Testimony presented at State House Hearing on the Drone Privacy Act, March 5, 2014

Susan McLucasI am Susan McLucas and I’m a member of the Eastern Massachusetts Anti-Drones Network.  We support the Drone Privacy Act.

Our government has a tendency to want to collect a lot of information about us these days.  The NSA has been found to be spying on our phone calls and e-mails.  Now it comes out that, along with its British counterpart the GCHQ, the NSA has been taking snap shots of millions of people doing on-line chats through Yahoo. There are surveillance cameras all over the city and subway.  Drone technology will likely make surveillance all the more pervasive, if we let it, which is why it is so important to put constraints in place like the Drone Privacy Act.

Before I go too far, I would like to introduce this photo of something that was flying over one of our Park Street Station demonstrations on September 7 of last year.  We don’t know what it was, but it looks like a dragonfly drone.  It stayed there for about an hour and, when a lot of us started looking at it, it moved away.  We don’t know who was operating it or why, but we are aware of frequent surveillance of our peace demonstrations.  The letter we wrote the Boston Police Commissioner in January, 2013 asking for a meeting about this was never answered.

Drones come in lots of forms.  Some are so small they look like insects.  Soon there will be aerostats, surveillance blimps that don’t have to land nearly as often as drones.  Two of these blimps will fly over Washington, DC as of this summer, according to the Washington Post.

The Drone Privacy Act would limit surveillance to people who are suspected of a crime, with a warrant issued by a judge.  It requires that any information collected about people not suspected of a crime be destroyed within a day.  It also prohibits surveillance of people exercising their right to free speech, like peace or other protesters. It also allows for drones to be used in emergencies.

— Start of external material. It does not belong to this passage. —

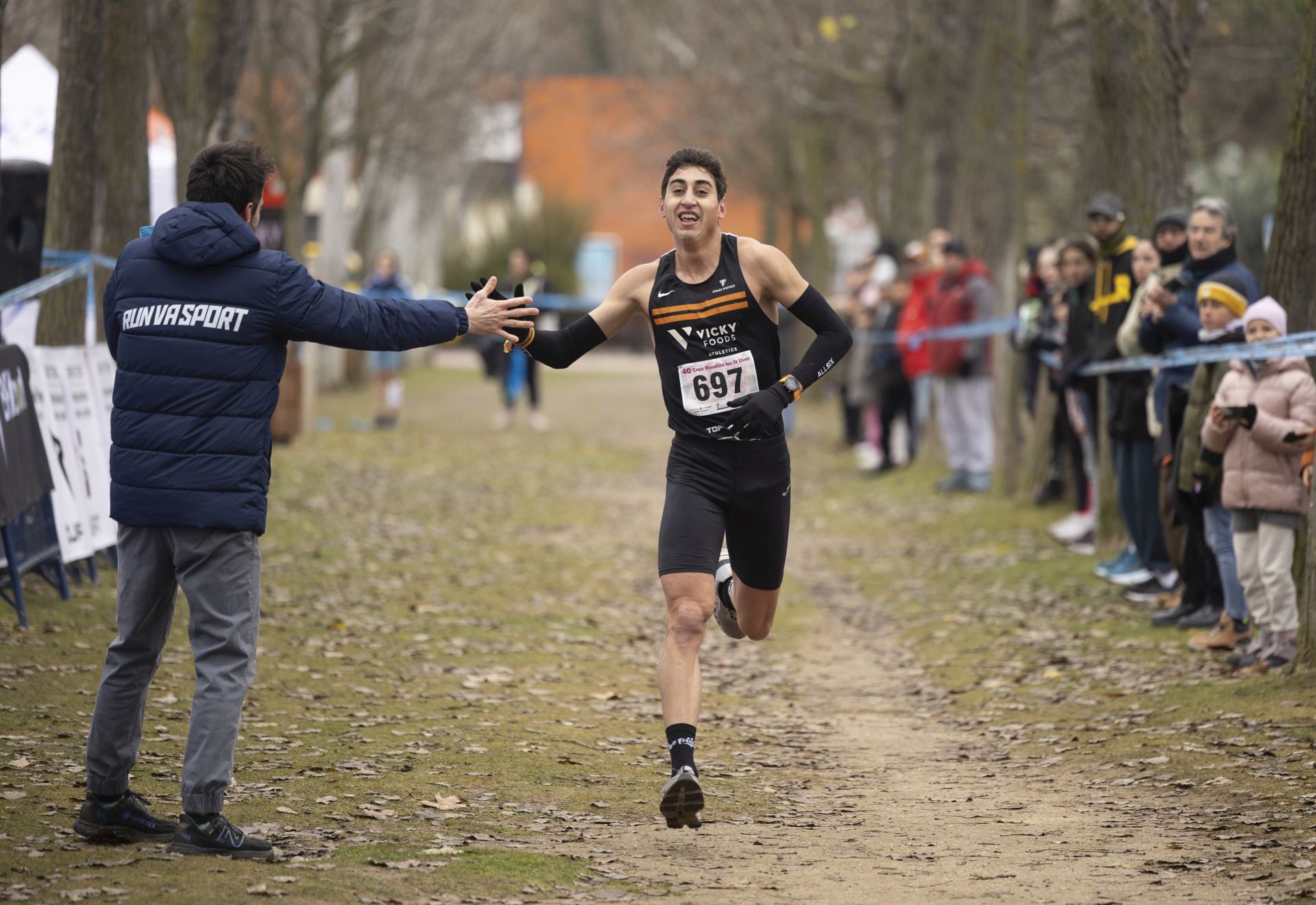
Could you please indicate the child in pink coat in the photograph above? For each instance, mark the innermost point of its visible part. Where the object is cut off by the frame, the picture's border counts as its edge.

There are 8 states that already have put laws into place regulating drones and many more are working on them.  The states with laws in place already are: Florida, Idaho, Illinois, Montana, Oregon, Tennessee, Texas, and Virginia.

One concern not addressed by the bill is that accidents happen with drones, much more often than with commercial airplanes.  US Customs grounded its fleet of drones after a $12 million crash into the ocean.  The FAA is supposed to issue rules to allow drones to fly in American airspace by next year, though it’s not clear that they will get them done on time.

Drones are already starting to be used in the US.  Mesa County, CO won FAA permission to use dragonfly drones in 2011.  The Texas Department of Public Safety has been using a bird-sized drone for surveillance.  Houston TX police did secret tests of a drone in 2007 but when it was discovered the program collapsed.  Many other cities and states have applied for FAA permission to use drones.

One concern about drones and high technology in general is that so much attention goes into the technology that common sense gets lost.  The Tsarnaev brothers fell through the cracks while the Boston Police and other authorities concentrated on Occupy protesters.

I urge you to pass the Drone Privacy Act and thereby strengthen privacy guarantees for all citizens of Massachusetts.